I should be better with money by now.
I should have stopped making this same mistake by now.
I should have found community by now.
I should be a better person by now.
This kind of thinking is useless, of course. First of all, because as I said, I am still very young. I am fully aware that I am still very young. I don’t need any of my much beloved friends who have many years on me to remind me. I know, don’t worry. :) Second of all, there is no metric that I am supposed to be measuring myself against. There’s no checklist everybody gets at birth that says, “by this age, if you don’t have these things squared away, it’s probably indicative of failure.” There’s no checklist that every writer gets that says, “if you really want to be successful, have these things accomplished by these dates, by this age.” I know this intuitively, even if it’s hard to understand it in my day to day.

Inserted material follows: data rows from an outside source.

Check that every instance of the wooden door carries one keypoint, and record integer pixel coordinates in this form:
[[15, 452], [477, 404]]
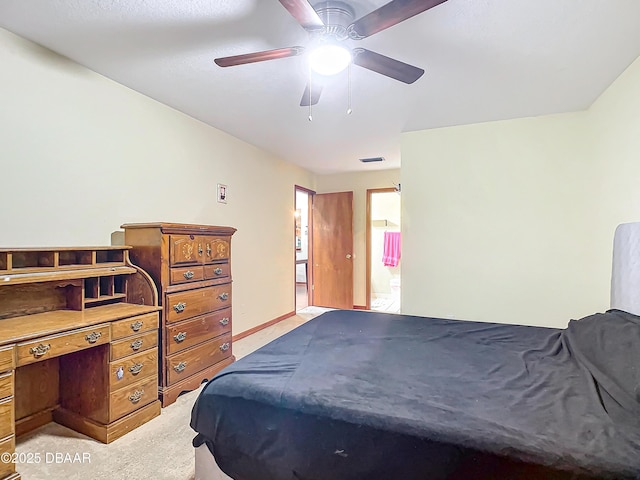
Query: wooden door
[[332, 246]]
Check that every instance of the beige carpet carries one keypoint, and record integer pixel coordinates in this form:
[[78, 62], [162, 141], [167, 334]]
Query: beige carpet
[[161, 449]]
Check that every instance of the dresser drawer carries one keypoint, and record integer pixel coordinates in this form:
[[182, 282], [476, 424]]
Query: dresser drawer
[[132, 369], [135, 344], [190, 303], [186, 274], [6, 385], [128, 399], [200, 329], [217, 270], [183, 364], [7, 445], [6, 417], [7, 361], [60, 344], [216, 248], [185, 250], [134, 325]]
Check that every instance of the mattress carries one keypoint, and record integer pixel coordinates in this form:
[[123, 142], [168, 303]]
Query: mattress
[[354, 394]]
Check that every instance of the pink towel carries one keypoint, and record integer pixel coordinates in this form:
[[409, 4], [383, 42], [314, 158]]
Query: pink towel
[[391, 250]]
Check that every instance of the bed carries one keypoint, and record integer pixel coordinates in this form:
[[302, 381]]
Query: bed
[[360, 395], [355, 394]]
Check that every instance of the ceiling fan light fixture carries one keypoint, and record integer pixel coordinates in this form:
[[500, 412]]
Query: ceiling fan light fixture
[[329, 59]]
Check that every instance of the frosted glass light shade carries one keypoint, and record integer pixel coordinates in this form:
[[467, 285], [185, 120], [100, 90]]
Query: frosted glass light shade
[[329, 59]]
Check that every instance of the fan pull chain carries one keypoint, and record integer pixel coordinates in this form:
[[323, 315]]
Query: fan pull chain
[[349, 111], [310, 107]]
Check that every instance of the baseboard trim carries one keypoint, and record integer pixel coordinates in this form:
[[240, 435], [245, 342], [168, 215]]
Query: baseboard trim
[[262, 326]]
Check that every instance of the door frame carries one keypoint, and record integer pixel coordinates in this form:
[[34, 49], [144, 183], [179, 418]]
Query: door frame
[[370, 192], [310, 193]]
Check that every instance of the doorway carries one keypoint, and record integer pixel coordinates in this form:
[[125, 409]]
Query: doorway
[[383, 250], [302, 242]]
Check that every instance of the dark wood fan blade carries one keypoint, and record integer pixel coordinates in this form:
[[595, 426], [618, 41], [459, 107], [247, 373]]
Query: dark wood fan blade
[[304, 13], [386, 66], [389, 15], [259, 56], [316, 90]]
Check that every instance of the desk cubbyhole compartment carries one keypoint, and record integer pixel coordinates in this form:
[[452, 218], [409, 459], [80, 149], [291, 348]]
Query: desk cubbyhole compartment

I think what makes things difficult, what causes me to panic, is that none of my accomplishments feel particularly measurable or concrete. I can’t point to a list, to a wall of awards or publications and say, “See? Here’s what I’ve been doing for the last several years. You can see it all laid out so neatly. Impressive, right?” The accomplishments I’ve made feel more abstract, more interior. It makes them hard to quantify, but it doesn’t make them less valuable. It doesn’t make me less proud of them.

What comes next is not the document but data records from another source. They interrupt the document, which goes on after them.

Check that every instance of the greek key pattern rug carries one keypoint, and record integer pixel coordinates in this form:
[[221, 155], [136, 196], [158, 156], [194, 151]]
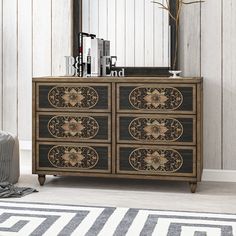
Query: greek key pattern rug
[[37, 219]]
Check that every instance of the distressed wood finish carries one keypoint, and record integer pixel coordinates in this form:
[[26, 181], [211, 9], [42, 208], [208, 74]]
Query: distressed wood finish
[[166, 137]]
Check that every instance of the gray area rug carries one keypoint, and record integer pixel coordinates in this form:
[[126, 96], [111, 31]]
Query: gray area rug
[[8, 190], [18, 218]]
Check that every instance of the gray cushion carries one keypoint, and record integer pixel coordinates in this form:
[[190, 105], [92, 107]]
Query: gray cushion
[[9, 158]]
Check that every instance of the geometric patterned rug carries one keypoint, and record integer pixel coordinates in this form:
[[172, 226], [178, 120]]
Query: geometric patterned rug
[[23, 219]]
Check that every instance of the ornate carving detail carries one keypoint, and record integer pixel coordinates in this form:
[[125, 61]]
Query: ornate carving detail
[[73, 97], [73, 157], [157, 160], [153, 98], [83, 127], [148, 129]]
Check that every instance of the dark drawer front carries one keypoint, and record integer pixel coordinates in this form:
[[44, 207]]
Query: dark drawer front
[[154, 160], [73, 97], [157, 129], [154, 98], [74, 127], [73, 158]]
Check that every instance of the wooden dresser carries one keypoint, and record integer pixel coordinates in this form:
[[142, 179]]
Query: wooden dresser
[[144, 128]]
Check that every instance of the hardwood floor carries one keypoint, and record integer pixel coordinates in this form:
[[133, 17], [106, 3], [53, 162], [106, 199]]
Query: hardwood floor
[[210, 196]]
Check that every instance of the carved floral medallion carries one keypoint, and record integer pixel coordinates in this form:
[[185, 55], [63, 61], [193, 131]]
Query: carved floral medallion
[[156, 129], [73, 97], [155, 98], [157, 160], [150, 129], [73, 157], [84, 127]]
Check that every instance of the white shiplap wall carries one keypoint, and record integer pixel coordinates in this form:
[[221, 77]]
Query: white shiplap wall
[[36, 34], [137, 29]]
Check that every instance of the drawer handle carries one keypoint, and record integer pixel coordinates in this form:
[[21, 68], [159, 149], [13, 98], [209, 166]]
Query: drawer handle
[[157, 160], [73, 97], [148, 129], [73, 157], [84, 127], [154, 98]]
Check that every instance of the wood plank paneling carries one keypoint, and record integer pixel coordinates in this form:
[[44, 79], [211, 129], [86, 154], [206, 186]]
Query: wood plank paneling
[[61, 34], [1, 63], [139, 33], [158, 33], [94, 17], [112, 26], [103, 19], [211, 71], [24, 68], [134, 27], [189, 40], [120, 32], [43, 47], [129, 32], [229, 84], [42, 37], [10, 66], [85, 16], [149, 40]]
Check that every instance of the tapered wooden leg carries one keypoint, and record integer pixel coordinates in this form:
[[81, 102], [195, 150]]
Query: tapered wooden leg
[[193, 186], [41, 179]]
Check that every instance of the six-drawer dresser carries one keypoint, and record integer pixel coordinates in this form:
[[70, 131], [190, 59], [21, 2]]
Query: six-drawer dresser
[[130, 127]]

Again, readers, you may be asking, “Please tell me what this has to do with the home, with homemaking?” Well, both nothing and everything I guess. In speaking about abstract, interior accomplishments, I think what I am most proud of achieving in the past several years is my own self-sufficiency. I live alone. I pay my own bills (sometimes I’m late, but hey, I pay them). I cook my own meals. I keep my house clean. I lift the heavy things that need to be lifted. I still have to ask my dad to help me hang things on the wall, but we can’t do everything alone, can we? I look around at the house I have, Barry asleep on the couch, and I feel safe and proud. That’s not nothing. That’s much more than nothing.
There are things that I wish that I had done by now. There are often places I wish to be that aren’t Jackson, MS. There are many, many things I could be working harder at, spending more time on. There are ways that I feel like I could be better, people I could be, should be, better to. But I have spent these last several years learning how to take care of myself, and learning how to do it alone. I have been learning how to be alone, even when I was searching for some way to avoid that possibility. And that is what I want to remind myself of as the hour of my twenty-sixth birthday approaches. I have carved out a space for myself, both emotionally and physically, that I can finally invite others into. That others can also feel at home in.
It’s a little victory, being proud of taking care of yourself and the little bit of peace you’ve managed to scrape together. But it is a victory all the same. And I think it is a perfect way to welcome twenty-six, to celebrate that little victory. That little bit of peace.